Loot and Other Stories
- First edition
- Author: Nadine Gordimer
- Language: English
- Publisher: Jonathan Cape
- Publication date: 2003
- Publication place: South Africa
- Media type: Print (hardback & paperback)

= Loot and Other Stories =

2003 short story collection by Nadine Gordimer

Loot and Other Stories is set of ten short stories by the South African writer Nadine Gordimer, published in 2003. The book deals with the theme of death and is dedicated to Gordimer's late husband, Reinhold Cassirer.

==Stories==
- "Loot" - A subtle allegory that explores how an earthquake leads to the creation of a tidal wave.
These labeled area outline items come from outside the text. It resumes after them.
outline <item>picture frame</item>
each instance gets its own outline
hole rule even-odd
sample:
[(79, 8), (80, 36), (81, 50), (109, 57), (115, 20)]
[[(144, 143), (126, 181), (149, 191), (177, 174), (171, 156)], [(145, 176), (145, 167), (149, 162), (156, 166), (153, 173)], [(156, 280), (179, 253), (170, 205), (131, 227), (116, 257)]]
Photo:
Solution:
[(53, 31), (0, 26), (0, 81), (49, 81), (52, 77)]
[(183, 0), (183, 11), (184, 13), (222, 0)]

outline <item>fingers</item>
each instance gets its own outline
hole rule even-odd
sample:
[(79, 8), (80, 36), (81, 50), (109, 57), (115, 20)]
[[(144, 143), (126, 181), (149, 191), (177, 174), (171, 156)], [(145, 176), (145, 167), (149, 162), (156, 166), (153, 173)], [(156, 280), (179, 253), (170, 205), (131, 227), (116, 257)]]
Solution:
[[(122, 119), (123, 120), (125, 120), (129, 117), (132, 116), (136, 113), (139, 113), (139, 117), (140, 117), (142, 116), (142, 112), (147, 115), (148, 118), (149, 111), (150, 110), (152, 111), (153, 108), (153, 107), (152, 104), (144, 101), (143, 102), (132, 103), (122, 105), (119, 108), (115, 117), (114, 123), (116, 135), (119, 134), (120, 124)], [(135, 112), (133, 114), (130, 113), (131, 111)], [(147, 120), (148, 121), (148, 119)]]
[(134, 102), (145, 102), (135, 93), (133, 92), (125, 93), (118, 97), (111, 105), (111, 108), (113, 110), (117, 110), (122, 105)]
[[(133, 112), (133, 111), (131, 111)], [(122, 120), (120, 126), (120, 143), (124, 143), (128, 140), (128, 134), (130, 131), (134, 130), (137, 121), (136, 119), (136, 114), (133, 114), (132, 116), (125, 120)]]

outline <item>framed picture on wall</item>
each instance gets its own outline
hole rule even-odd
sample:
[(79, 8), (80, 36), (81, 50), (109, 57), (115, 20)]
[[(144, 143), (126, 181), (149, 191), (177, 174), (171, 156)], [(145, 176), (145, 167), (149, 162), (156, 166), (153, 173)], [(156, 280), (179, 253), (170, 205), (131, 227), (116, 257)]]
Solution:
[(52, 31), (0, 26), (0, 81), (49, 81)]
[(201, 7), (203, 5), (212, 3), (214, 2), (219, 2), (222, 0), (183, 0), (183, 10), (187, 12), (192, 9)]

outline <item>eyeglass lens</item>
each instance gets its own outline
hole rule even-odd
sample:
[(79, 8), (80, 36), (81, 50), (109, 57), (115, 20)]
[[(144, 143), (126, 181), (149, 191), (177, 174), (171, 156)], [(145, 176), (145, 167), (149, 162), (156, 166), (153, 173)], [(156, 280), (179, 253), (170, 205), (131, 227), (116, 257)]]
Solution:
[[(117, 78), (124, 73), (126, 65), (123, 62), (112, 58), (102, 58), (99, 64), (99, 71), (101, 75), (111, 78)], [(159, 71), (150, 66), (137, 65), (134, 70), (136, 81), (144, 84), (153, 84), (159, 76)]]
The story was originally published in The New Yorker in 1999.
- "Mission Statement" (mini-novella) - a midlife romance unfolds between a British aid worker and a local Black bureaucrat.
- "Visiting George"
- "The Generation Gap" - a man abandons his wife of 42 years for a younger, less attractive violinist, leaving his adult children both bewildered and angry.
- "L,U,C,I,E." - A weary lawyer, traveling to Italy with her recently widowed father, contemplates the legacy of her ancestor, whom she never had the chance to meet.
- "Look-alikes"
- "The Diamond Mine" - a fleeing tale of a teenage girl's sexual awakening with an Afrikaans soldier on the brink of going to war.
- "Homage" - traces the inner thoughts of an unnamed, stateless assassin as he quietly stands at the gravesite of the revered political leader he was ordered to eliminate.
- "An Emissary"
- "Karma" (mini-novella) - A detached narrator experiences various distant lives, including that of a bourgeois insurance executive and the stillborn child of a Russian chambermaid.

==Critical reception==
Claire Messud praised the collection in a review published by The New York Times: "At times ironic, at others enraged, defiant or rueful, the work gathered here reflects the unflinching ferocity of its author's imagination."

Justin Cartwright wrote a positive review of the collection for The Independent, praising Gordimer for her "close reading of the society in which she has lived." and her "sensuality." Cartwright concluded that "Gordimer has demonstrated that there is literary life after apartheid."

Toby Litt, writing in The Guardian, singled out "The Generation Gap" as "the most brilliant story here" and continued "Another wonderful story, "Look-Alikes", moves beyond allegory to become almost a parable."

In February 2025, the collection was recommended by Leah Greenblatt in The New York Times.